齢二十六にして学会主席魔術師という座に就き、第三階梯の最高峰としてその立場を維持し続けている。彼が成し遂げた功績は多く、魔術界においてその名を知らない人間はいない。
生まれ持っての才覚と、魔術史の種火となったイリスシア家の血統、そして何よりもそれらを頼りとしないエンデルガストの人柄と努力が、彼を学会主席魔術師たらしめている。
唯一の汚点は、六人目の第四階梯魔術師、『理外』のイスカを生み出してしまったことか。
イリスシア家の初代当主、ファムニール・イリスシア。
彼女は三人目の第四階梯魔術師、『託宣』のエルネスタと旧友だったという。
エルネスタの失踪から数年後、ファムニールは『燭台の奉灯者』を創設。一説によると、彼女はエルネスタの行方を追っているのではという噂もあったが、その真偽を知る術は残っていない。
数年前に発見された、ファムニールの個人的な手記にはこう記されている。
「海の底から声が聞こえる。あれはきっと、
■
リナちゃんメモ 階梯評定会編
評定会で最初に発表をした人は、学会主席魔術師のエンデルガストさんでした。
エンデルガストさんは”聖言”という、口にした言葉が現実になる魔術を使えるそうです。
いわゆる現実改変? とか、因果律への干渉? みたいなことができる、すごい魔術です。
「……正しくは事象の流れを意図的に操作する魔術です。さすがの”聖言”でも、事象の原因を無視して結果を引き寄せることはできませんよ。分かりやすく例えるなら……人に【浮け】と命じることはできませんが、【跳べ】という指示は通ります。要は行動を強制させる魔術ですね」
「ほうほう、なるほど! じゃあ書き直しておきますね!」
正直よく分かりませんでしたが、どうやら突飛なことはできないみたいです。
それに誤用による暴走を防ぐため、普段は術式の対象になる語彙を絞って使ってるみたいです。
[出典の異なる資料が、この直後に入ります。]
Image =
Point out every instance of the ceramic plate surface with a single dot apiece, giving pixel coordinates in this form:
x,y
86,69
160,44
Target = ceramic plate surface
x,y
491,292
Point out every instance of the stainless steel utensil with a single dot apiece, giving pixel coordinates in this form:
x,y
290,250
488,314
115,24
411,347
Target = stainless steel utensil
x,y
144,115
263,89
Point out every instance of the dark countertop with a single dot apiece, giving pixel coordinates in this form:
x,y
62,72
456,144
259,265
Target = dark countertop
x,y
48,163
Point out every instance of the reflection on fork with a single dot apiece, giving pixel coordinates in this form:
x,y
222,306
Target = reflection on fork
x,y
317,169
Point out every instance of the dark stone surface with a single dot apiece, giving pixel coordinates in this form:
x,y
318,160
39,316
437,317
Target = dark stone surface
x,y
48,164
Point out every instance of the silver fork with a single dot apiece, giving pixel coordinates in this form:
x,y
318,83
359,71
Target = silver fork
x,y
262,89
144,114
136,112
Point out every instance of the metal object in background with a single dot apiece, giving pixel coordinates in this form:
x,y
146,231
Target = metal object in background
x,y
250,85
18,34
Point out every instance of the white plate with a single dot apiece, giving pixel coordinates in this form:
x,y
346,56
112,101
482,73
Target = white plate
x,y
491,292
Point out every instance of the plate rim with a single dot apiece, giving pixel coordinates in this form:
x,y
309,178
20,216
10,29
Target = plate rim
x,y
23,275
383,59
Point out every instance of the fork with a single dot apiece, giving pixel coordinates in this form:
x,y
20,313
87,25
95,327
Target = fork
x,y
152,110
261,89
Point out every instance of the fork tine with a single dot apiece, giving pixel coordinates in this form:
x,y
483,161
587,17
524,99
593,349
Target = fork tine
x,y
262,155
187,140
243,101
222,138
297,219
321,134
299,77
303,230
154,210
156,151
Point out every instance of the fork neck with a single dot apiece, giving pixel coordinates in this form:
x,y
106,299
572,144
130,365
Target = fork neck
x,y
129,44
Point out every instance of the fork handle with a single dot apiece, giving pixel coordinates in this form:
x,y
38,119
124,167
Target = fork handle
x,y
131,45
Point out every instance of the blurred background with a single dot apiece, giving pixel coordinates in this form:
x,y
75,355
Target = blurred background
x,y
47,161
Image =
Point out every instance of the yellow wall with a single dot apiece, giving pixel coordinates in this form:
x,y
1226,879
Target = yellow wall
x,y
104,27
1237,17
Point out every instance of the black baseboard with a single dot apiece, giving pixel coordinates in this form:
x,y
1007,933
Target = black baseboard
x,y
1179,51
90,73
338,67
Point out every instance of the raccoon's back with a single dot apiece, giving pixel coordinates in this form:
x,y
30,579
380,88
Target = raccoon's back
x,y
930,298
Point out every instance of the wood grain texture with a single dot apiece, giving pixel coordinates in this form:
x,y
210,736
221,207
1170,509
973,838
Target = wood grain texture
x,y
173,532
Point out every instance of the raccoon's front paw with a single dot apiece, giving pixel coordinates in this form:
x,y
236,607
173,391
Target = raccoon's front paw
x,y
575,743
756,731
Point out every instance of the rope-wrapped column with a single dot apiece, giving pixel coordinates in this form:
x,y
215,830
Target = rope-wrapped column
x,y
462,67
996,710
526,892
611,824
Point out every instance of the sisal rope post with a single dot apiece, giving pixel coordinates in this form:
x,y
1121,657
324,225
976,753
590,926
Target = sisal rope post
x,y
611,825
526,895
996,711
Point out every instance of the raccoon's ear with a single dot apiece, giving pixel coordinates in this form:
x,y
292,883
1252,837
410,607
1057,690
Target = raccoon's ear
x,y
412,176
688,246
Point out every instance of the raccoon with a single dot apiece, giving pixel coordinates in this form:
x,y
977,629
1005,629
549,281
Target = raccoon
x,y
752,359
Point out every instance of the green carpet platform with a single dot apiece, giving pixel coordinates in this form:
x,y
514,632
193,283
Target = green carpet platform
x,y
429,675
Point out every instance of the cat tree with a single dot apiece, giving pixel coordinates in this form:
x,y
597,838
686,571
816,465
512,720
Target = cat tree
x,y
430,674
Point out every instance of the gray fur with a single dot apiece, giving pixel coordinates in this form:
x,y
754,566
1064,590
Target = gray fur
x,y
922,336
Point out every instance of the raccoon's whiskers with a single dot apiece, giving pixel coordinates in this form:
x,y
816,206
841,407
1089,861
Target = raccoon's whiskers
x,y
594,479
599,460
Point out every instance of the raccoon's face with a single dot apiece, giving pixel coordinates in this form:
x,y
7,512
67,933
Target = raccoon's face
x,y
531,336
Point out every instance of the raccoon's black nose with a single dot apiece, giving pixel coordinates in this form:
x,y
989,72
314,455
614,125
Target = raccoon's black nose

例えば【静粛に】とか、【跪け】とか、そういうのをよく使うって教えてもらいました。
てんちょーに使って、【時給を上げろ】って言ってほしいなあ、って思いました。
「……アホらしい使い方ですが、可能と言えば可能なんですよね、これも」
「ええ、もちろん可能ですよ。アホらしい使い方ですが」
次に発表したのは、第三階梯魔術師のテオドールさんです。
テオドールさんは”
エンデルガストさんのパチモンかと思いましたが、あっちよりも便利らしいです。
というのも、手順さえ踏めば”聖言”ではできないこともできちゃうみたいです。
何もないところから火を出したり、人以外にも適用できる、って言っていました。
「術式の発動に時間が必要なぶん、出力も大きいと考えていただければ。それに術式の対象範囲も、”聖言”に比べて広いですね。どちらが優れているかと問われると、非常に難しいですが」
「た、たぶん……源流は一緒、なんだと、思う。出力の仕方が違う、だけで……」
『ヘーエ』
詳しいことはよく分かりませんが、リナちゃん的にはパチモンだなあって感じです。
これもてんちょーに使って、ボーナスをたくさんもらえたらいいなあ、って思いました。
「……お前の店、そんな時給低いのか?」
「訴えたら勝てるくらい低いですよ!」
次に発表したのは、魔術的生命学派の第二階梯魔術師、アナトリアさん――。
「すまない、リナ。次はラヴラスの発表メモを見せてくれないか?」
「分かりました!」
次に発表したのは、魔導器構造学派の第二階梯魔術師、ラヴラスさんです。
ラヴラスさんの研究は、魔導器を使った医療技術についてでした。
その魔導器は、ケガとか病気の進行を一時的に止められるそうで、すごい魔導器らしいです。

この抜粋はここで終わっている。